Symbol Analysis
Cummings boldly goes where many have gone before by writing about roses in a love poem. If you've ever been alive on this earth on Valentine's Day, then you've seen a billion, bright-red examples of this popular symbol of love. (They're nice, but are they really all that original, fellas?) Because he is awesome, Cummings manages to pluck these flowers from the garden of clichés and replants them in fertile new ground.
- Lines 7-8: The flower of love gets its first mention in the second stanza, where the speaker uses a simile to compare the way his lover opens him emotionally to the way spring opens roses. The already obvious love symbolism is taken to an erotic place with all this talk of spring "touching skilfully,mysteriously." Cummings also messes with our heads a bit by describing the speaker, who we assume is male, as the flower. It's probably sexist, but the popular perception generally relates women to flowers, right? Okay that's definitely sexist, but it's hard to deny that Cummings is flipping the usual script here.
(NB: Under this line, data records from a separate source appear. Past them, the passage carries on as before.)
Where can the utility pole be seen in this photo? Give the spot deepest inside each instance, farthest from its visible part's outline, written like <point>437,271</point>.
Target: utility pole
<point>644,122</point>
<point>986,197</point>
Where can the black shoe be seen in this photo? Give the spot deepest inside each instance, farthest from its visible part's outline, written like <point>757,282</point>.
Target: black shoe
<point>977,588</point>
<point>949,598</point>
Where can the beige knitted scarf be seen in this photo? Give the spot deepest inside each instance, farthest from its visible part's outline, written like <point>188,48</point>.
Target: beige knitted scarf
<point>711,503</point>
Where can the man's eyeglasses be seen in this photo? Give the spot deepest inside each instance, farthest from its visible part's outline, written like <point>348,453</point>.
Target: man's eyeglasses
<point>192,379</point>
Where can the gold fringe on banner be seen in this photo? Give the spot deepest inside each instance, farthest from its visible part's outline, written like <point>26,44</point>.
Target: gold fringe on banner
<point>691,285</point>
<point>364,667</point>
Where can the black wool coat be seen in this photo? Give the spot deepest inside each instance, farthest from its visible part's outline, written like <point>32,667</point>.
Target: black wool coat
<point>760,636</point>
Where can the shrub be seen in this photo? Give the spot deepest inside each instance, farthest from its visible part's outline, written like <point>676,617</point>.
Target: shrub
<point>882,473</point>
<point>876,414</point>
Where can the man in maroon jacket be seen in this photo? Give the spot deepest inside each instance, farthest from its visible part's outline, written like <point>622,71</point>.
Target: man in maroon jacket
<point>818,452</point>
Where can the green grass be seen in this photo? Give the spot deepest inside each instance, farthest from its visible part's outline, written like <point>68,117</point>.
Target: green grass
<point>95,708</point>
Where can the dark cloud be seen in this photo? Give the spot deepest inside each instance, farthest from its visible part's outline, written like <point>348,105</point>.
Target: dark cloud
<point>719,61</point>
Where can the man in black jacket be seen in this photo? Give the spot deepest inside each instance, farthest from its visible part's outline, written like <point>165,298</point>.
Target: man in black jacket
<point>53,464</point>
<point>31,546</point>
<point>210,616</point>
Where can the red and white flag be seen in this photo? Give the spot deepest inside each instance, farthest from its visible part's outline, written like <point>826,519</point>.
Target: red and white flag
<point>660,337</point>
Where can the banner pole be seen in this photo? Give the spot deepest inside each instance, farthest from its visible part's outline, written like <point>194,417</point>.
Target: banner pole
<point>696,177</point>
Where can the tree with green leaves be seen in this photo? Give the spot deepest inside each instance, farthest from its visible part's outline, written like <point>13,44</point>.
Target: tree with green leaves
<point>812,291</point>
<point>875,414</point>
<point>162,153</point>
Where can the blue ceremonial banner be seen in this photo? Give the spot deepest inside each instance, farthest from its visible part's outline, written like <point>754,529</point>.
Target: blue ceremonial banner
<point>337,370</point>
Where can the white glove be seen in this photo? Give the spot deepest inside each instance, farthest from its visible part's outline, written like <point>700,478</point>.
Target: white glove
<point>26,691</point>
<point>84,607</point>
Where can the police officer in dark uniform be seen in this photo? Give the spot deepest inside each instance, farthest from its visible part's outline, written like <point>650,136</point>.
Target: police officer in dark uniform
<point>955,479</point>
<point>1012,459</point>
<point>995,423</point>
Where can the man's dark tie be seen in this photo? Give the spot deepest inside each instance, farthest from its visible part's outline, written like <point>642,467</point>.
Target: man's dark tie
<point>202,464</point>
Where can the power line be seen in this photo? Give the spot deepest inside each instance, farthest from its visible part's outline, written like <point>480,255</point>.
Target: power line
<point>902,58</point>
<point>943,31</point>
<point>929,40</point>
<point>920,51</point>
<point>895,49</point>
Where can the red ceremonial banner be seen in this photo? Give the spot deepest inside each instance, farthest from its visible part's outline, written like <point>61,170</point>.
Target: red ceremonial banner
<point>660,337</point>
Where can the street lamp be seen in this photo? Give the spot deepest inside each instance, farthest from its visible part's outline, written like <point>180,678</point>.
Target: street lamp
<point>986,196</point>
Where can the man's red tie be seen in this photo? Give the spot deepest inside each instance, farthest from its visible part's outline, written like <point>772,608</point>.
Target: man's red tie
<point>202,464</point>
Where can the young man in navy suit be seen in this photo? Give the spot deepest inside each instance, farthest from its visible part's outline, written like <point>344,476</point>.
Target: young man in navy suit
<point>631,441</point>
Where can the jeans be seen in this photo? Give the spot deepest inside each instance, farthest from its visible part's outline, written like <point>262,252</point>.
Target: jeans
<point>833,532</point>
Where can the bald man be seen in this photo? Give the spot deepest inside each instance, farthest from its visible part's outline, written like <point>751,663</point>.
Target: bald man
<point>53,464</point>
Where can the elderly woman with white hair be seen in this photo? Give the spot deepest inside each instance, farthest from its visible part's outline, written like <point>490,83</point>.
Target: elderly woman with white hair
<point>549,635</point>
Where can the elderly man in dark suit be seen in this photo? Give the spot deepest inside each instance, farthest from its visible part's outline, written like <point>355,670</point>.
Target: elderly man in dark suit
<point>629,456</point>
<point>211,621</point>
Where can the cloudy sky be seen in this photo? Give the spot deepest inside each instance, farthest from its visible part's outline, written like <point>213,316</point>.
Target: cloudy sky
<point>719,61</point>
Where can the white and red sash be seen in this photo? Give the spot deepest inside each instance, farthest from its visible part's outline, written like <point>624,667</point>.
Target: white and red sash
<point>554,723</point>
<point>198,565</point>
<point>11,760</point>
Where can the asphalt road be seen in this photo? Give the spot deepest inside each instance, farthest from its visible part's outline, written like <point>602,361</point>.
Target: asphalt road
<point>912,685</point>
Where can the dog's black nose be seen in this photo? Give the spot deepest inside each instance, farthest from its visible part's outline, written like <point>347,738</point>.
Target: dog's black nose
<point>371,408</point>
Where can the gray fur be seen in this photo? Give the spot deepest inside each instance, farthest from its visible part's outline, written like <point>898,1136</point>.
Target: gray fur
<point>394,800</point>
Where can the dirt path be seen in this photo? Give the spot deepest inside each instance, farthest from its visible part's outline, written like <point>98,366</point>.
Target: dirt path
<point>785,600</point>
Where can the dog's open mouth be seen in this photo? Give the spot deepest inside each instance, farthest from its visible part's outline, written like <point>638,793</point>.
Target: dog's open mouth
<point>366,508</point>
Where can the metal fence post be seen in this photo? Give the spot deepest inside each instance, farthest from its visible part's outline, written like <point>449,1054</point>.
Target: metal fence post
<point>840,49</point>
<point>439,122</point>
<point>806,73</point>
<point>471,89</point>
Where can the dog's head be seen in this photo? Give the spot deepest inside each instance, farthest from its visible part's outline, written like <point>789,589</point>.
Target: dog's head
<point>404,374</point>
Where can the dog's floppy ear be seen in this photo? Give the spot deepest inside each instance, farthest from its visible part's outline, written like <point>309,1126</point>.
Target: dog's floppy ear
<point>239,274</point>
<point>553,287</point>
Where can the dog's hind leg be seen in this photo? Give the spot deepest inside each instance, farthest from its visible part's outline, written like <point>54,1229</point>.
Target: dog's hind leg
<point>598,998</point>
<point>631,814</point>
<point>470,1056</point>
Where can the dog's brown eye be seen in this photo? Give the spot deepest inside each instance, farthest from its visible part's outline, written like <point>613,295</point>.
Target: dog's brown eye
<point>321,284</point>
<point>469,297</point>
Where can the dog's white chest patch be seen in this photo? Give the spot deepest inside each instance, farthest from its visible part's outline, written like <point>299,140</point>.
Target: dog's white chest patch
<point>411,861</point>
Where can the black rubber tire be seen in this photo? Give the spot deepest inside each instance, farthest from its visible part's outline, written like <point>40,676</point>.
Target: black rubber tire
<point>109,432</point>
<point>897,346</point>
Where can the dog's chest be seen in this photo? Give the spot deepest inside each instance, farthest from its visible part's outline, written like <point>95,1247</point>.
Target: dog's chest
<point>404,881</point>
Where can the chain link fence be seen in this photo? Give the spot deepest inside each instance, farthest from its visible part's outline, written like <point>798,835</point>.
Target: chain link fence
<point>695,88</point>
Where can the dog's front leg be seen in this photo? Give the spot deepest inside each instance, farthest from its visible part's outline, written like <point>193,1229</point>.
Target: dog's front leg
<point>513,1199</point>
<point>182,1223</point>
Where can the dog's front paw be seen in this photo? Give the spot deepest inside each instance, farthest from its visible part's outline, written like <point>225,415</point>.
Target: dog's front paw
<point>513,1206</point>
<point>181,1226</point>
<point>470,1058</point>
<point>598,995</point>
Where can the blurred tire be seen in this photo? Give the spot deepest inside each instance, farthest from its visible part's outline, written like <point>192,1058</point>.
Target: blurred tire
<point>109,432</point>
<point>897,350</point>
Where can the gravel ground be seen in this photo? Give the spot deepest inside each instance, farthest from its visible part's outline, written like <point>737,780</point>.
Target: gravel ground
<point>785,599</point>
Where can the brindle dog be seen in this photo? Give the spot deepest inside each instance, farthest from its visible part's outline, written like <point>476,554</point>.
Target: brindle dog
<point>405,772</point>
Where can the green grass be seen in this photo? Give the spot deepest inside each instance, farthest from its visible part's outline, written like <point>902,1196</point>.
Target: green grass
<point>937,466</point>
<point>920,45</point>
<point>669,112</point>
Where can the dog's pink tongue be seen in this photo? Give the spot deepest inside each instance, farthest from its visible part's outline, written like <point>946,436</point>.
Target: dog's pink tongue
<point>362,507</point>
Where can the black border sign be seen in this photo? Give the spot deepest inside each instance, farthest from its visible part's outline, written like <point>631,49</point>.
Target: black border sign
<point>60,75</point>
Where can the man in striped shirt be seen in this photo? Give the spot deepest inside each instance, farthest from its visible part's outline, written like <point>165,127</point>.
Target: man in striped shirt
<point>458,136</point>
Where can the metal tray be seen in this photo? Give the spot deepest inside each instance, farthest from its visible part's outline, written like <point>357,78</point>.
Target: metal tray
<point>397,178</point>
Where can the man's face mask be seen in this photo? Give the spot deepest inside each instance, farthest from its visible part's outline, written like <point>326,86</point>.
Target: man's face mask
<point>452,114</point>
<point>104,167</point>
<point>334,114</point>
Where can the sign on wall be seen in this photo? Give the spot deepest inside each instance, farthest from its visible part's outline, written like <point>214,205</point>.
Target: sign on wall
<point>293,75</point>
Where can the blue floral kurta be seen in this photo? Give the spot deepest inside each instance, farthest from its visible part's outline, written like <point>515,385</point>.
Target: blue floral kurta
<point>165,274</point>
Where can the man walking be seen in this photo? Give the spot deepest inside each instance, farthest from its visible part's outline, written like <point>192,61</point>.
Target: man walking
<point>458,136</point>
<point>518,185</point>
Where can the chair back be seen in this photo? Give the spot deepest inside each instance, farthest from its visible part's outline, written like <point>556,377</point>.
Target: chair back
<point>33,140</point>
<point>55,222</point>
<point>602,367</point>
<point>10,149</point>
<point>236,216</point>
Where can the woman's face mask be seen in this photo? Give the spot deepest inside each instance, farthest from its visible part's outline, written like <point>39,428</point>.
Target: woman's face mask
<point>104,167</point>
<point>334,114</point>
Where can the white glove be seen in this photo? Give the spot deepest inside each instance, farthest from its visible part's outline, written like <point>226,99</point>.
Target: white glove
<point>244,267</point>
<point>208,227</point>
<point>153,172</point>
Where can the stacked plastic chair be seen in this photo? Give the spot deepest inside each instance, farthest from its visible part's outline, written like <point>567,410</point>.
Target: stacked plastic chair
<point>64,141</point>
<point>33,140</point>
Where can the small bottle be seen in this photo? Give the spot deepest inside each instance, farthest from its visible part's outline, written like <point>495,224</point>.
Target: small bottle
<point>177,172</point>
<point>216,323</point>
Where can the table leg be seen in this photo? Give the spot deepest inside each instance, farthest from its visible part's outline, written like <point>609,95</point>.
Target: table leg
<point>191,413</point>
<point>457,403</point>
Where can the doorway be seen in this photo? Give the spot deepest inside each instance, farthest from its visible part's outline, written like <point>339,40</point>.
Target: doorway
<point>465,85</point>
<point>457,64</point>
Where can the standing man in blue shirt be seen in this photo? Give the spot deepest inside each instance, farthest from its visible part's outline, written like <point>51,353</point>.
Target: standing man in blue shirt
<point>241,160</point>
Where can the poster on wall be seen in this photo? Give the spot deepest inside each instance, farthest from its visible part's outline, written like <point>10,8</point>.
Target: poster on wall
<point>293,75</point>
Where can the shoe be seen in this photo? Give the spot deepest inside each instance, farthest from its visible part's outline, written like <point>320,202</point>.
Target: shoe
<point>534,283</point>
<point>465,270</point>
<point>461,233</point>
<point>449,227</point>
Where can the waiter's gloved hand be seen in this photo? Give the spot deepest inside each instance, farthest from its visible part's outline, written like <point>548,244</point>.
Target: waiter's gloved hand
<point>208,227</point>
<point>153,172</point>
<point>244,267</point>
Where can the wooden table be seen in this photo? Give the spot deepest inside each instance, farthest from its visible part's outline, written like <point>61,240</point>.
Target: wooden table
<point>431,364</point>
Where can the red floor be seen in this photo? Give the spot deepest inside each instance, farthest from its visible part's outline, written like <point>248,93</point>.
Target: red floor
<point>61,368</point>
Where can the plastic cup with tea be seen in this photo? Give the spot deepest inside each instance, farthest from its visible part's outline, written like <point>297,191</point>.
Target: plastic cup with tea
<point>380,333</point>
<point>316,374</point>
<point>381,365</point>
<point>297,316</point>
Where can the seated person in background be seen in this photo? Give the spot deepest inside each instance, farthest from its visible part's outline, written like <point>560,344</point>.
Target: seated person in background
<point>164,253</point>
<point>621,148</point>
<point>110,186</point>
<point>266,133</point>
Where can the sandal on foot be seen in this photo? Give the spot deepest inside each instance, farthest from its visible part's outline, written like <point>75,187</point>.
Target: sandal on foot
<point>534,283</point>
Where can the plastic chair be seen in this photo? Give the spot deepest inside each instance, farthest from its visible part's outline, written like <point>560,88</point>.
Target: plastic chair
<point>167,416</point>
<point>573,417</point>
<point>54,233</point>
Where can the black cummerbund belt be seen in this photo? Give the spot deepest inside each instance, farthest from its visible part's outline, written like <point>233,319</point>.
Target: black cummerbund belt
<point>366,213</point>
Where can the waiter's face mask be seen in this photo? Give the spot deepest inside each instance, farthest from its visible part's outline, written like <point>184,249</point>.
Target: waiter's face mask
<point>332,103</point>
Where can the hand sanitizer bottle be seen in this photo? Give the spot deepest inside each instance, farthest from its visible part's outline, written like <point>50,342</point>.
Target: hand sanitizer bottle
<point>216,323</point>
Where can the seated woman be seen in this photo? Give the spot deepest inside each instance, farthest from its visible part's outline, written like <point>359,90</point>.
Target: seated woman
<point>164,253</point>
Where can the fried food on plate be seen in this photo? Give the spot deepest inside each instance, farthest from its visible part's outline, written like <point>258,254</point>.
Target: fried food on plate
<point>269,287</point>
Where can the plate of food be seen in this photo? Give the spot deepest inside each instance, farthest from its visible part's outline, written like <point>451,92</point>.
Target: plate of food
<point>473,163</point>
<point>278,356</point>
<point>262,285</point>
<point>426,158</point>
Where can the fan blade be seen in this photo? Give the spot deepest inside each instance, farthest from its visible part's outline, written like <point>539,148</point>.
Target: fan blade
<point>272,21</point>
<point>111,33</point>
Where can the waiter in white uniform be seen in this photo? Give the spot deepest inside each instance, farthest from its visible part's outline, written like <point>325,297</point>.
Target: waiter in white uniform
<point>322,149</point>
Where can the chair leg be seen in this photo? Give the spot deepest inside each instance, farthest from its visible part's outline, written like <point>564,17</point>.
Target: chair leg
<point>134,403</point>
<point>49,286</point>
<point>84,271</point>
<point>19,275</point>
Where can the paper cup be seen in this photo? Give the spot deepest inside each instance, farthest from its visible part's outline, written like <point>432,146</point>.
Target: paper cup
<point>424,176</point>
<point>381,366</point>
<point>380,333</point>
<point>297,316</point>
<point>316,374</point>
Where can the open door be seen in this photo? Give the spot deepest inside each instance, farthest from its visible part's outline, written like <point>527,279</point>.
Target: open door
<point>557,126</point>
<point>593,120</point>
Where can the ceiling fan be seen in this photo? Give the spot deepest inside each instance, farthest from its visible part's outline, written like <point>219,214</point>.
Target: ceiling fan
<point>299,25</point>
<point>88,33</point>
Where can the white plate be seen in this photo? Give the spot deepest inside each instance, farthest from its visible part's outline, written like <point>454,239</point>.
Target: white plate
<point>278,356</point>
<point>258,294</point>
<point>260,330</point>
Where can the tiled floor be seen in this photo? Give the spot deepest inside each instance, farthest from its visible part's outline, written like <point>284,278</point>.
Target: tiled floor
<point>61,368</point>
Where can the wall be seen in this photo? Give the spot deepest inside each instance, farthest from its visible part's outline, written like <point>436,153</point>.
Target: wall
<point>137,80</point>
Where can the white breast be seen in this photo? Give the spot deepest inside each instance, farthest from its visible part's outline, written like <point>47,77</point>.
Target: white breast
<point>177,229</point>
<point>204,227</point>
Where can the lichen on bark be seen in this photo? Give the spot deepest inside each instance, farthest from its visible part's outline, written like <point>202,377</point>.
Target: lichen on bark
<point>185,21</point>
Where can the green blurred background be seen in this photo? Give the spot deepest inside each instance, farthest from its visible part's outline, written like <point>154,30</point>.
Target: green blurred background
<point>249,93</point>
- Lines 9-12: The third stanza carries the image of the rose through, but this time uses another simile to compare the way the speaker's lover can close him down emotionally to the way a rose shuts in winter. All the connotations from the previous line apply here, too. What's interesting is that this doesn't come off as a sad image at all. Instead, it's described as being beautiful. In our minds, this is one of the things that saves it from being cliché. Using a sad, cold rose in a snow-covered garden to symbolize dead love would make us yawn, but instead, the act of it closing itself against the cold is celebrated. Weird, right? But it's also cool.
- Lines 17-20: The speaker ties up this extended metaphor of his lover being able to open and close him like a rose in the final stanza by saying that he has no idea how she has this mysterious power. He goes on to say that whatever this power is, it's "deeper than all roses." How is a rose deep? Well, if we think about it like there's some deep natural force that make roses grow, then we kind of understand it. Also, if you stare into the folds of a rose's petals, it really can seem like you're staring into another dimension. You can get lost in the patterns of its design. What's crazy is that the speaker says, "the voice of [his lover's] eyes is deeper than all roses [our emphasis]." So she's even more powerful and more mysterious than whatever makes a rose tick.